Highlights of the Optical Surgical Navigation Workshop include:

  • Use of Optical Probes for Infectious Disease Imaging: Imaging scientists are working to implement real-time imaging with targeted fluorescent agents that sniff out cancer cells like molecular bloodhounds, then respond to applied laser light by fluorescing at a wavelength detectable by filtered CCD camera systems that can process the data and overlay the signal from the cancer- or bacteria-bound molecules onto the surgeons vision field. "You can make that signal any color you want to contrast it with the color of natural tissue" said Perkin Elmer's Kevin P. Francis, Ph.D., who focused his lecture on infection imaging with the company's new multichannel veterinary operating room camera that can detect several simultaneous agents emitting different wavelengths.
  • Imaging Surgically Removed Tissue in Real-Time: Rather than waiting a week for a pathology report, researchers are investigating the ability to image surgically removed tissue in real time with a topically applied cancer cell stain to immediately inform the surgeon's actions. "We are hopeful that our technology can reduce the ~-25% re-surgery rate in breast cancers," noted James Basilion, Ph.D., who is developing the technology in collaboration with Go van Dam, MD, PhD, of the University of Groningen in The Netherlands.

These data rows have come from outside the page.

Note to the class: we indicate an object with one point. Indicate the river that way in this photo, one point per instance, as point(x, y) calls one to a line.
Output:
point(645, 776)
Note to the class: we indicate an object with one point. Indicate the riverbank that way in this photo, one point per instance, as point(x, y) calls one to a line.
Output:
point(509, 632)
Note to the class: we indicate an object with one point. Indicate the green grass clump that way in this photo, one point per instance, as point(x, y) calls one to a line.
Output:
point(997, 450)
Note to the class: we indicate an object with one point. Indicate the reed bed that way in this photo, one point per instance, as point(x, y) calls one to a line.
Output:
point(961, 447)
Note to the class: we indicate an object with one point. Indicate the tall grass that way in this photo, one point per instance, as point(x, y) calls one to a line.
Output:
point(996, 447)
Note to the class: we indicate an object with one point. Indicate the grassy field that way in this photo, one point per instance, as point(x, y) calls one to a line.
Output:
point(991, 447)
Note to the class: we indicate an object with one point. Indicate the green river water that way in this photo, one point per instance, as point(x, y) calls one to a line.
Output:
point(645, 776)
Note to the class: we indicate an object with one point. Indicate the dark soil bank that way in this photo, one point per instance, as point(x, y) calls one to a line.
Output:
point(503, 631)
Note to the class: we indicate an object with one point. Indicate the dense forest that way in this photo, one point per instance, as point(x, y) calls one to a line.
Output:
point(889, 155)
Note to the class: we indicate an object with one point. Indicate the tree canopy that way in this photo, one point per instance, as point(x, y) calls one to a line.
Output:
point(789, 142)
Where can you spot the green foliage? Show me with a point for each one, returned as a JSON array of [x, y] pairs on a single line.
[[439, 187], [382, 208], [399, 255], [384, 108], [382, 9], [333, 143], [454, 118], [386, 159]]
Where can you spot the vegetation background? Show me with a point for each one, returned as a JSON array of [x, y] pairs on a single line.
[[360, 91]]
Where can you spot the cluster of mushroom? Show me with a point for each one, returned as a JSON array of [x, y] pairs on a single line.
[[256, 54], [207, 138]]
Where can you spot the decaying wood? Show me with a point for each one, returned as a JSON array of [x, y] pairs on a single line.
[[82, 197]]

  • Translational Intraoperative Optical Surgical Navigation is on the verge of executing a multitude of clinical studies conducted in Europe (using mainly antibodies and nanobodies) and several institutions in the United States. It is anticipated that within the next five years, Phase II studies will deliver the necessary data for larger multicenter studies on image-guided surgery in breast, head-and neck and colorectal cancer. Highly novel targeted nanoparticles were discussed together with the use of currently approved imaging agents to identify surgical margins in brain tumors (5-ALA) and sentinel lymph nodes (ICG) for in both lung and breast surgeries. "We also had significant presentations describing new tools for in vivo microscopic assessment of tumor margins and other biology," said Michael Tweedle, Ph.D., whose presentation focused on overcoming the challenges researchers face in financing and lifting their discoveries through regulatory and reimbursement bureaucracies.
  • Optical Surgical Navigation: A number of presentations and workshop discussion groups touched on the utility of molecular imaging, including optical imaging, to manage surgical intervention for infections and its emergence as a growing emphasis for intraoperative imaging (not just about cancer). Researchers from Korea demonstrated the cutting edge in the use of ICG and 5-ALA for optical surgical navigation in humans.

Designed to cover molecular applications and instrumentation used in intraoperative optical surgical navigation and to include topics such as: clinical application, safety and efficiency, workflow, regulatory, clinical trial end points, pharmaceuticals and tissue dyes, the Optical Surgical Navigation Workshop concluded by Dr. Tweedle summarizing the likely regulatory hurdles and common sense decisions that need to be made to get these optical imaging agents through the system and into clinical practice.